**Updates IFEX alerts of 11 and 6 January 2000** (RSF/IFEX) – In a 12 January 2000 letter to Minister of Home Affairs Datuk Seri Ahmad Badawi, RSF protested the arrest of Zulkifli Sulong, editor of “Harakah”. RSF considers that the charges brought against him by the authorities constitute a further step in the government’s policy […]
**Updates IFEX alerts of 11 and 6 January 2000**
(RSF/IFEX) – In a 12 January 2000 letter to Minister of Home Affairs Datuk Seri Ahmad Badawi, RSF protested the arrest of Zulkifli Sulong, editor of “Harakah”. RSF considers that the charges brought against him by the authorities constitute a further step in the government’s policy of gagging the opposition press. The organisation called on the minister to “ensure a fair trial for Zulkifi Sulong” and recalled that “a jail sentence or an overly-heavy fine would be a serious infringement of press freedom.” In July 1992, the United Nations Commission on Human Rights underlined that detention as punishment for the expression of an opinion was “one of the most reprehensible ways to impose silence”.

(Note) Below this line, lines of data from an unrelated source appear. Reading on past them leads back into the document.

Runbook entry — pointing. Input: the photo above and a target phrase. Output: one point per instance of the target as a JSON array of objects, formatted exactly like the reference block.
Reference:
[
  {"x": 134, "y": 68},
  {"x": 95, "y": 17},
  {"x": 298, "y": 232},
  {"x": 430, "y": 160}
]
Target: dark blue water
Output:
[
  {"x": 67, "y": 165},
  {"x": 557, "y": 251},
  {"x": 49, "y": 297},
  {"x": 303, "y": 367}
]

According to RSF’s information, on 12 January, Sulong and Chia Lim Thye, editor and publisher of the biweekly “Harakah”, were arrested and held for several hours at a police station in Kuala Lumpur. Sulong went to the police station after an arrest warrant was issued against him. The editor of the biweekly, published by Islam Se-Malaysia (PAS, Islamist), was released on bail and will be tried on 13 January. He was charged under the Sedition Law with publishing a 2 August 1999 article written by an opposition leader which accused the media of supporting the legal authorities in their prosecution of former Deputy Prime Minister Anwar Ibrahim. On 24 December, the Home Affairs Ministry threatened “Harakah” with sanctions if sales of the newspapers were not limited to party members. A few days earlier, the biweekly was banned from newsstands.